Malgré ses 22 ans, Florent Basiletti est un photographe qui ne manque pas de profondeur de champ ! Le Museon Arlaten vient d’acquérir trente de ses photos, réalisées au Cerco (les réserves du Museon Arlaten) dans le cadre de sa formation à l’Ecole nationale supérieure de la photographie d’Arles où il va entamer sa dernière année. De décembre 2016 à mars 2017, accompagné par Caroline Grellier, médiatrice culturelle, celui qui peut se targuer d’être l’un des benjamins de l’ENSP a pu arpenter librement les réserves, guetter la juste lumière (sans jamais la retoucher). « Je viens de Dijon, j’ai fait une licence d’arts plastiques à Saint-Etienne. Mais c’est à Arles que j’ai découvert ma technique. Et c’est au Cerco que j’ai eu le temps de la développer ».

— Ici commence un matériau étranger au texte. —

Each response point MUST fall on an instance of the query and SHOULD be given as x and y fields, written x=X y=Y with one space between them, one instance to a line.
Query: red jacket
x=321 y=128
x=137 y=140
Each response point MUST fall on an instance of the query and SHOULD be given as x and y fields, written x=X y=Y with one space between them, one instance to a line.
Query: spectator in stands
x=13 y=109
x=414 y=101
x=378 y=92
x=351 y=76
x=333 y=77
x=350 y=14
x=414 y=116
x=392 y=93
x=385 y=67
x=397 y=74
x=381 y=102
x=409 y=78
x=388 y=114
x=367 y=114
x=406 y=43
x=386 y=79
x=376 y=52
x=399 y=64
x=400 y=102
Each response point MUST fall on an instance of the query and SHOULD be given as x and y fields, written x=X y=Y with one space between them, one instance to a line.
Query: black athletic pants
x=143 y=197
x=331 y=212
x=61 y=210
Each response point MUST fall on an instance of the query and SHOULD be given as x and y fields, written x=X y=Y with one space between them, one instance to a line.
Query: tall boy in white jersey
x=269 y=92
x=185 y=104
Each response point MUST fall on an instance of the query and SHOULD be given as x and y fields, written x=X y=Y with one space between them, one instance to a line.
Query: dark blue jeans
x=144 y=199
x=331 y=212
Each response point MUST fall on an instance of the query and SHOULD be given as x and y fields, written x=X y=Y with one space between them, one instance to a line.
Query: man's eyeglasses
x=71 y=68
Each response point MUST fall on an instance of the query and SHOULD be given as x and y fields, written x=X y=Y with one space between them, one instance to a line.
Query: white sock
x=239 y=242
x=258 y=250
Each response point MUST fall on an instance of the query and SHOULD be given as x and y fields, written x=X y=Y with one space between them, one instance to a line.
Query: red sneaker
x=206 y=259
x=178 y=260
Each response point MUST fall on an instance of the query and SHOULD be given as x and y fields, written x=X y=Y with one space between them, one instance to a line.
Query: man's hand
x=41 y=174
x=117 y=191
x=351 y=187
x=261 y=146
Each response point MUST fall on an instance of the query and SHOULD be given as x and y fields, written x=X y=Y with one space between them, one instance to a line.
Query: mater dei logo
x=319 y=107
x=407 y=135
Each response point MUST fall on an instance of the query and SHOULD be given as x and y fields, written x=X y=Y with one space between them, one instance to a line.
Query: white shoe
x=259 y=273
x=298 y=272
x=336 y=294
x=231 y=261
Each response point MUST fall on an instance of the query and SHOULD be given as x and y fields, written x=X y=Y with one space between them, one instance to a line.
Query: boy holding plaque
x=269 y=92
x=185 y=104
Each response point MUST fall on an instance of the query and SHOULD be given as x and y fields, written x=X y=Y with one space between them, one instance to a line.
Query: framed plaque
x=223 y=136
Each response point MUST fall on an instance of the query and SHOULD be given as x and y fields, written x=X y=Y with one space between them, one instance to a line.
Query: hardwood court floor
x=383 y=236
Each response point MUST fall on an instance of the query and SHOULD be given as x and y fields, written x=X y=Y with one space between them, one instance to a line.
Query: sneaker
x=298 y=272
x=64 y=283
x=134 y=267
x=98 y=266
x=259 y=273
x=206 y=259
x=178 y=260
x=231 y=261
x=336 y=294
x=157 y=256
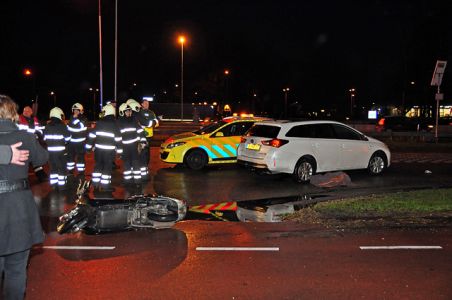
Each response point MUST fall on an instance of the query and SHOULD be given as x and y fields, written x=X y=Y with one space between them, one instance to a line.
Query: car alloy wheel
x=376 y=164
x=303 y=171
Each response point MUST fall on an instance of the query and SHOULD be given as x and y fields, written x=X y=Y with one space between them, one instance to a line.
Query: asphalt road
x=293 y=261
x=207 y=260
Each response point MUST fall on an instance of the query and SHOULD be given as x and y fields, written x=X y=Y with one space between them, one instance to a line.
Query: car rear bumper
x=252 y=164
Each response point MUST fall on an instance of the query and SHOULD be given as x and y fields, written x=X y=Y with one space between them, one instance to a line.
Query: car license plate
x=256 y=147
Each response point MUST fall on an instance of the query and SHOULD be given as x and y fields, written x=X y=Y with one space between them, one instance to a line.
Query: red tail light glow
x=275 y=143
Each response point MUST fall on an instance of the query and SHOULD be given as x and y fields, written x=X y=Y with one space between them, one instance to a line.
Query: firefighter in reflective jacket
x=105 y=139
x=148 y=121
x=76 y=148
x=57 y=136
x=132 y=136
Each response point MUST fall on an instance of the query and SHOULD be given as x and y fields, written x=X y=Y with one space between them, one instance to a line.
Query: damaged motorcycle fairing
x=110 y=215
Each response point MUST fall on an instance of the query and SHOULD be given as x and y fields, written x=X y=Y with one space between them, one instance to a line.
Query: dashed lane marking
x=237 y=248
x=400 y=247
x=79 y=247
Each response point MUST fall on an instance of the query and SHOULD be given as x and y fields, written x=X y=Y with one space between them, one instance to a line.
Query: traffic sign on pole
x=438 y=73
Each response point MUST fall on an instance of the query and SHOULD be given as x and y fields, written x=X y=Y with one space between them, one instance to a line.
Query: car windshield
x=265 y=131
x=210 y=128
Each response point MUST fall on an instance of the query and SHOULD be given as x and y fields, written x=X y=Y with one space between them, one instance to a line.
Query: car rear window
x=266 y=131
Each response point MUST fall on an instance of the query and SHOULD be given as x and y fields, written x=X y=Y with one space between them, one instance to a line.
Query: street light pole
x=52 y=93
x=94 y=101
x=116 y=50
x=182 y=41
x=352 y=95
x=100 y=57
x=286 y=91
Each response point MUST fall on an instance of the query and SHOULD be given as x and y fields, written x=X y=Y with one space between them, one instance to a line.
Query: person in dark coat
x=20 y=226
x=12 y=154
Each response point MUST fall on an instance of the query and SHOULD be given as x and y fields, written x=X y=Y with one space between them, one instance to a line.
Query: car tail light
x=275 y=143
x=169 y=141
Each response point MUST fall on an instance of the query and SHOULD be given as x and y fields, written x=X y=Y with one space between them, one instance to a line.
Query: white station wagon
x=305 y=148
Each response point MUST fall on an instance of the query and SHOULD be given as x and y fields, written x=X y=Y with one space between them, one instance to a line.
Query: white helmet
x=56 y=112
x=77 y=106
x=122 y=109
x=134 y=105
x=108 y=110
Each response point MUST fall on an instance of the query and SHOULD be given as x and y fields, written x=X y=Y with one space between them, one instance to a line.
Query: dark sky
x=319 y=49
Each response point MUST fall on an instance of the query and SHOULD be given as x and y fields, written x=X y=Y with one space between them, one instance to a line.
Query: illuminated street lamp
x=28 y=72
x=52 y=93
x=286 y=91
x=29 y=75
x=94 y=101
x=182 y=42
x=352 y=97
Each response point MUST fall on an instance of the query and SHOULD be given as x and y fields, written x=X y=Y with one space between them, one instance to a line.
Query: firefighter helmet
x=77 y=106
x=108 y=110
x=134 y=105
x=56 y=112
x=122 y=109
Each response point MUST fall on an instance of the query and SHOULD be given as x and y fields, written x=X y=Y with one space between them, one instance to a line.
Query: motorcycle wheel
x=68 y=225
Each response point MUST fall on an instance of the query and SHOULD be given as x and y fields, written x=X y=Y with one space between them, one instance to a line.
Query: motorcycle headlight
x=176 y=144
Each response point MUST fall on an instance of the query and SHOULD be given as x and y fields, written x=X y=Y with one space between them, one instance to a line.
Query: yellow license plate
x=256 y=147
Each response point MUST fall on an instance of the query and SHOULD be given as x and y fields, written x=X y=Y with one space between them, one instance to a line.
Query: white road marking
x=237 y=248
x=399 y=247
x=80 y=247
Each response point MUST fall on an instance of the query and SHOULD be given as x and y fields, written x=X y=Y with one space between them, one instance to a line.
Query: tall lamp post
x=182 y=42
x=286 y=91
x=52 y=93
x=28 y=73
x=94 y=101
x=352 y=97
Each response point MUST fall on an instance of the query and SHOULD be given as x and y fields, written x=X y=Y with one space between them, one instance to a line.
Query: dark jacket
x=20 y=226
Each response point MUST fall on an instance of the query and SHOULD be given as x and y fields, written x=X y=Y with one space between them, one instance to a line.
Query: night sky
x=319 y=49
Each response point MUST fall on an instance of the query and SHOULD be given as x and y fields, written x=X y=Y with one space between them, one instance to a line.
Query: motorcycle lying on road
x=111 y=215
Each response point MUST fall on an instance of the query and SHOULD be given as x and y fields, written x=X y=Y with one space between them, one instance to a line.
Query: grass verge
x=422 y=207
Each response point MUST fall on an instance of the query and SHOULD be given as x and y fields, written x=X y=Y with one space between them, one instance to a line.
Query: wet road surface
x=310 y=262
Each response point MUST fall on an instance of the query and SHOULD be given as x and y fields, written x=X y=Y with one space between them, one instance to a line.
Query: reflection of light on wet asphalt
x=237 y=248
x=400 y=247
x=79 y=247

S’il se passionne aussi pour les formes végétales, Florent Basiletti aime à se retrouver dans le monde des savoir-faire et de la transmission. « J’ai hérité de mon arrière grand-père puis de mon grand-père l’amour de la photographie et toute une panoplie de matériels. Les couleurs éclatantes des diapos, ça me plait beaucoup ! ».
Florent, qui fait aussi de la video, envisage de revenir très prochainement au Cerco pour approfondir sa quête et prolonger cette féconde « rencontre photographique ». Car son travail arlésien a été remarqué. Retombée inattendue : l’une de ses photos a été choisie pour décorer la Chambre 19 du bel Hôtel Calendal, entre Théâtre antique et Arènes. Une chambre, un autre petit monde, une autre histoire de dévoilement.